Michael Porter (1990) defined the early contours of what would become known as “innovation clusters” — networks of geographically co-positioned and thematically related companies and institutions that, through collaboration and competition, could produce greater results as a group than they could individually. The drivers for cluster development have been well-documented. Autio, Chaminade, et al. (2016) include among them “skills, accommodating policy framework, infrastructure, low cost structures (in early stages), a good lifestyle offering and serendipity.” To that hexad of innovation drivers, however, perhaps we can add a seventh —effective branding.

A brand represents a “shared reality” (Ballantyne and Aitken 2007, 365), or how we collectively perceive a product, person, or place. It is a method of distilling a complex set of ideas into a simple and easily understood image. Cluster branding, therefore, is about the creation of a recognizable and enduring image for an innovation cluster.

Dubai, the subject of this volume, is not a single, self-contained cluster. Rather, it is a panoply of clusters. It does not project one image of itself. Rather, it is a city of images. Each of its clusters magnifies a different and unique brand to its residents, customers, and investors, all of which ultimately feed into the larger place brand of Dubai.

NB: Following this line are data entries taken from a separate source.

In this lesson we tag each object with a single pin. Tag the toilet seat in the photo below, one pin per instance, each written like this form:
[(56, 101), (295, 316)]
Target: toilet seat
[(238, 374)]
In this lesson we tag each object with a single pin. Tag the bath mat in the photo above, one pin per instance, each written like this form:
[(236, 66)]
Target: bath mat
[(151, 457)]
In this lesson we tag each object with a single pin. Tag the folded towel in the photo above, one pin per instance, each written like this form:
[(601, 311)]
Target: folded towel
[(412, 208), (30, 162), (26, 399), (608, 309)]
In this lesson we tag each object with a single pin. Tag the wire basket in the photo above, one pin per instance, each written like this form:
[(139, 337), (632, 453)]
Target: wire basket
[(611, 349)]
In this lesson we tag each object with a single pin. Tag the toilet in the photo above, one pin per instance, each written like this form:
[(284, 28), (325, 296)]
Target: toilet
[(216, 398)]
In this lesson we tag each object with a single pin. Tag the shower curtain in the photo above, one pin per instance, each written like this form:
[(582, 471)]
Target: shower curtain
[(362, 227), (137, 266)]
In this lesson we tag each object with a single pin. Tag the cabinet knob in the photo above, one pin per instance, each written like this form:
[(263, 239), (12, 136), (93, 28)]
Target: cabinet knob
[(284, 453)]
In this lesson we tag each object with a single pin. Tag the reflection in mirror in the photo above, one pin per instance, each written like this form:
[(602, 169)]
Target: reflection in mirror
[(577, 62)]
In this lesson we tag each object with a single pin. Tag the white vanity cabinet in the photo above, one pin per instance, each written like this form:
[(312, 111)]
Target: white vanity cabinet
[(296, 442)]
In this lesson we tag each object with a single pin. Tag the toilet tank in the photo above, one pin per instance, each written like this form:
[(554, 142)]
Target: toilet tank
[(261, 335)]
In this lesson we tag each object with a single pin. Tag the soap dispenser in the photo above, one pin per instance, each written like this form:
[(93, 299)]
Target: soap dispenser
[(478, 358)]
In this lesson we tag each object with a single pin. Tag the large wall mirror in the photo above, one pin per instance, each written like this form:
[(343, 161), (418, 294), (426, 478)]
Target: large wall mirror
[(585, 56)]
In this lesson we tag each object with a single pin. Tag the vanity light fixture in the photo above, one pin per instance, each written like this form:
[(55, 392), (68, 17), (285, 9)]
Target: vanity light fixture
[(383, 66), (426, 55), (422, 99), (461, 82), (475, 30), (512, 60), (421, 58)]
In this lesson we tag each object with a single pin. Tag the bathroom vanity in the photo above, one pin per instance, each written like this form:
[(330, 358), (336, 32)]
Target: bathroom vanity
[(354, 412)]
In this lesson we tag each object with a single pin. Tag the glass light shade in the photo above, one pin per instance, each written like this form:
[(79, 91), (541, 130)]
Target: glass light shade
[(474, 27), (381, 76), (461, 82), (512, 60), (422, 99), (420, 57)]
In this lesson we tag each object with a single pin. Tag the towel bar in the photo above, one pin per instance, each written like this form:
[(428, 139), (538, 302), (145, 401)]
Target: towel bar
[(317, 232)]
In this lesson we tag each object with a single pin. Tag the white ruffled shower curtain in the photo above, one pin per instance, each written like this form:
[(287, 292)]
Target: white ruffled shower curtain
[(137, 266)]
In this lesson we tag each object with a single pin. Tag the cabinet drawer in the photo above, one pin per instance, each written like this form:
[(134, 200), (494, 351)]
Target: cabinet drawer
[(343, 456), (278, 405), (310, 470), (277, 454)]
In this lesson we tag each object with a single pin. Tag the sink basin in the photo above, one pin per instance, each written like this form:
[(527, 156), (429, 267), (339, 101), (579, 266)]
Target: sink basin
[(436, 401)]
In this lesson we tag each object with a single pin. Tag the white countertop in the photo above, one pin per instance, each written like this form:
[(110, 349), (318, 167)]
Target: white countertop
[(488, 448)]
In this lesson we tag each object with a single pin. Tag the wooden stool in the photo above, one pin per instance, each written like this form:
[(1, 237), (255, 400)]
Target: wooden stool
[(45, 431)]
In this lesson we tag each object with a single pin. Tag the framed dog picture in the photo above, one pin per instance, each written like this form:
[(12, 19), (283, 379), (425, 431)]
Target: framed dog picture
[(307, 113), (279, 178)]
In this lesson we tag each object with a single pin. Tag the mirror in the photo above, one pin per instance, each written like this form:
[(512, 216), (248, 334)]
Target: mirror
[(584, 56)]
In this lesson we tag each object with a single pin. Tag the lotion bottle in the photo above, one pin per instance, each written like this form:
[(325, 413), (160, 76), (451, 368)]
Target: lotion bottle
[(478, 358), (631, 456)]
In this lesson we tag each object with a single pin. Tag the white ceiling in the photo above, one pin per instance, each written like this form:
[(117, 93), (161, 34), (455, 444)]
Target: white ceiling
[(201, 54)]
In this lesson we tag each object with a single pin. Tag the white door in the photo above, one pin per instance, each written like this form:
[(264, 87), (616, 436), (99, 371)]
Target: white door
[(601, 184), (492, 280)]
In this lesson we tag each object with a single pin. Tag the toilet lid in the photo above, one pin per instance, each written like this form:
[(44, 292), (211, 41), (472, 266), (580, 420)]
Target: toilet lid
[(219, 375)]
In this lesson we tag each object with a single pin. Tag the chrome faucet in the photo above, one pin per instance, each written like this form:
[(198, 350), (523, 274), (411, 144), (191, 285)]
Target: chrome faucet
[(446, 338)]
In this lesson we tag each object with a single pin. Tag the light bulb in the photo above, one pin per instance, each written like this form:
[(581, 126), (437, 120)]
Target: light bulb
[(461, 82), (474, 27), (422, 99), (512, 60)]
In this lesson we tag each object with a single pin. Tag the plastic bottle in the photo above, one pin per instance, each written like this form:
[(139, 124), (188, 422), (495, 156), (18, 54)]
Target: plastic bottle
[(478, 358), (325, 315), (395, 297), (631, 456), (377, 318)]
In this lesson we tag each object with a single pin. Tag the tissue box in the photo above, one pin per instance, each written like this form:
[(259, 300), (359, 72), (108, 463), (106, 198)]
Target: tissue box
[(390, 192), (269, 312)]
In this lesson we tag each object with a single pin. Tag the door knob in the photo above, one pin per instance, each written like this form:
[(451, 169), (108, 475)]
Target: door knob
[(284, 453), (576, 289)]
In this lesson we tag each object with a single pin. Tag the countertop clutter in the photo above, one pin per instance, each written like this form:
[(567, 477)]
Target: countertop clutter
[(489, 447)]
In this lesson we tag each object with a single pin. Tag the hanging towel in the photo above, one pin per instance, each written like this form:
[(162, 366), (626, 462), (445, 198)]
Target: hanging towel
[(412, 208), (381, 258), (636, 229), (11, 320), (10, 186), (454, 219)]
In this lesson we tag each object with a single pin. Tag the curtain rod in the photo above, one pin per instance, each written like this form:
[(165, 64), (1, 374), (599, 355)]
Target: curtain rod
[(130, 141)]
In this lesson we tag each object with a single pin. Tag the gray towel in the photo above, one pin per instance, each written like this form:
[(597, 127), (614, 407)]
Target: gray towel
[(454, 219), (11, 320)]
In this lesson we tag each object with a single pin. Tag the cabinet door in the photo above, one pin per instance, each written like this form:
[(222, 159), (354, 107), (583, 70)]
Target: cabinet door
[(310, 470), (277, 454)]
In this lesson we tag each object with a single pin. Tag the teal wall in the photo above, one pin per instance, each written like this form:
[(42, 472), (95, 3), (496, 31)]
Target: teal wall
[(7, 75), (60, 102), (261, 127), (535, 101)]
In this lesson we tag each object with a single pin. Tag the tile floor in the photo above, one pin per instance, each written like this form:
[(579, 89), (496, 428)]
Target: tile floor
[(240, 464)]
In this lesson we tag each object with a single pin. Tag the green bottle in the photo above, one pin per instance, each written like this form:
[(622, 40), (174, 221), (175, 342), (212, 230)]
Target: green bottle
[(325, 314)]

In this chapter, we examine the function and theory of cluster branding and its importance to both the individual companies and institutions that form the cluster brand, as well as the place brand in which the cluster sits. We then briefly explore Dubai’s innovation clusters, juxtapose them against clusters in other regions, and finally ruminate on how or if the brands projected by Dubai’s clusters contribute towards innovation and entrepreneurship in this “city of images.”